Satellitism Test for the Identification of Haemophilus influenzae: Introduction, Principle, Test Requirements, Procedure, Result -Interpretation, and Keynotes
Satellitism Test for the Identification of Haemophilus influenzae- Introduction, Principle, Test Requirements, Procedure, Result -Interpretation and Keynotes
Introduction
Table of Contents
Satellitism test or satellite test is applied to identify Haemophilus influenzae. It is a fastidious bacterium and thus it needs extra ingredients like hemin (factor X) and NAD (factor V) to grow. It uses the X factor to produce essential respiratory enzymes such as cytochromes, catalases, and peroxidase whereas the V factor is an electron carrier in the organism’s oxidation-reduction system.
Fig. Satellitism Test Positive- Haemophilus influenzae on blood agar
Principle of Satellitism Test
Haemophilus influenaze requires both X and V factors for multiplication. Most strains of Haemophilus species do not grow on 5% sheep blood agar, which contains the X factor but lacks the V factor. Staphylococcus aureus produces the V factor as a metabolic by-product when growing in a bacteria culture containing blood. Therefore, Haemophilus species may grow on sheep blood agar (BAP) very close to the colonies of S. aureus (as V factor); this phenomenon is known as satelliting, and the test to detect it is called satellitism test.

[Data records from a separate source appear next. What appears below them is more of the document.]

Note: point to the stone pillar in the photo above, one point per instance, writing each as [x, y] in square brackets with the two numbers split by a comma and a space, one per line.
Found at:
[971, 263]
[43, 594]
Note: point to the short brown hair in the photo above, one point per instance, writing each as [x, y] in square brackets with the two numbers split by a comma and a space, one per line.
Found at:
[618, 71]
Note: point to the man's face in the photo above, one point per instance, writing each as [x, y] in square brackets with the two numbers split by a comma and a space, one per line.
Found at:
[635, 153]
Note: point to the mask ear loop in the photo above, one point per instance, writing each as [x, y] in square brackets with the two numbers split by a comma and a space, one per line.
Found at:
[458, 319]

Test Requirements for Satellitism Test
5% sheep blood agar (BAP) plate
Physiological saline/ peptone water
Nutrient agar or tryptic soy agar
Suspected growth of H. influenzae ( any organism growing on chocolate agar and not blood agar that shows in Gram stain, gram-negative coccobacilli or short rods)
Bunsen burner
Inoculating loop
Sterile swab sticks
S. aureus (ATCC 25923)
CO2 Incubator
Control strains (H. influenaze ATCC 43065 and S. aureus ATCC 25923 )
Test Procedure
First put on gloves
Mix a loopful of suspected colonies of Haemophilus colonies ( test organism) in about 2 ml of sterile physiological saline or sterile peptone water.
Make sure none of the chocolate agar media is transferred.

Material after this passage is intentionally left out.